From a safety perspective, the patient tolerated repeated bronchoscopic interventions and long-term immunotherapy well, without major procedure-related complications, severe immune-related adverse events, or clinically significant stent-related sequelae such as hemoptysis, infection, or symptomatic granulation tissue formation. This favorable safety profile underscores the feasibility of repeated bronchoscopic interventions as part of a multidisciplinary treatment strategy in carefully selected patients.
Nevertheless, this case has several limitations. The patient’s treatment course and follow-up were intermittently disrupted during the COVID-19 pandemic, potentially influencing disease assessment and management continuity. Additionally, although multiple bronchoscopic biopsies were performed, molecular subclassification of SCLC based on transcriptional or immune signatures was not feasible, limiting insights into predictive biomarkers of immunotherapy response. Furthermore, multiple bronchoscopic modalities—including electrocautery, laser therapy, ablation, and cryotherapy—were used in combination, making it difficult to determine which specific technique contributed most significantly to the observed clinical benefit.

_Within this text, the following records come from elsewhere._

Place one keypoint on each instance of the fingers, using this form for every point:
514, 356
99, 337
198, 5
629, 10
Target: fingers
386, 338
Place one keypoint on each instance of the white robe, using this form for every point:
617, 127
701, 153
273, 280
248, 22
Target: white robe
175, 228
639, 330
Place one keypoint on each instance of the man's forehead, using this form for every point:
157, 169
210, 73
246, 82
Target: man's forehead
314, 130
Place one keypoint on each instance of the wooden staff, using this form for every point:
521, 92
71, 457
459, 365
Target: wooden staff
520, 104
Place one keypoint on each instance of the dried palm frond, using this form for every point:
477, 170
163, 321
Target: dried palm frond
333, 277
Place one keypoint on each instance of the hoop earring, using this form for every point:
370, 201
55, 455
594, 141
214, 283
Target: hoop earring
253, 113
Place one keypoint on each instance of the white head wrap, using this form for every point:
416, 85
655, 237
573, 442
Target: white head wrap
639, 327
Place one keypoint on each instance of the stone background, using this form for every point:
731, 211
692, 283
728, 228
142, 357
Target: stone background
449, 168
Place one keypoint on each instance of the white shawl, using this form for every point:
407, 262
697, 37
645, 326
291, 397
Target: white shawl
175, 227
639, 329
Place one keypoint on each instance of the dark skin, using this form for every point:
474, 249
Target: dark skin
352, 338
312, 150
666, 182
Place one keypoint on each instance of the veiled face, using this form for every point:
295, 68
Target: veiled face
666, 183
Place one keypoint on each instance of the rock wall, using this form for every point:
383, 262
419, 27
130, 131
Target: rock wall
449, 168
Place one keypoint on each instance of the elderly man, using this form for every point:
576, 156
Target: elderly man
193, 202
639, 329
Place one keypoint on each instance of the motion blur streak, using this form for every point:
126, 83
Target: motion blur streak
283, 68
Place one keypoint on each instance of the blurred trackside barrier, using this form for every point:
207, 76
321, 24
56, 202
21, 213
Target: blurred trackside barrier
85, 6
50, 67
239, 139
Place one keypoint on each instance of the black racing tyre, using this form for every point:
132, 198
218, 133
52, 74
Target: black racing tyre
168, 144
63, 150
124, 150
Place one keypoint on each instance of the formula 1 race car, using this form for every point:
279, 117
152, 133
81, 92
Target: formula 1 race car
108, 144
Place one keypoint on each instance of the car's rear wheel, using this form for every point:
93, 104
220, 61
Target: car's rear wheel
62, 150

In conclusion, this case illustrates that bronchoscopic local interventions can serve not only as life-saving measures for malignant airway obstruction but also as critical enablers of sustained systemic therapy in ES-SCLC. When integrated with chemotherapy and immunotherapy, these interventions may contribute to prolonged disease control and long-term survival in selected patients. Although broader validation is required, this case supports a multidisciplinary treatment paradigm in which local airway management and systemic immunotherapy are strategically combined to optimize outcomes in advanced SCLC.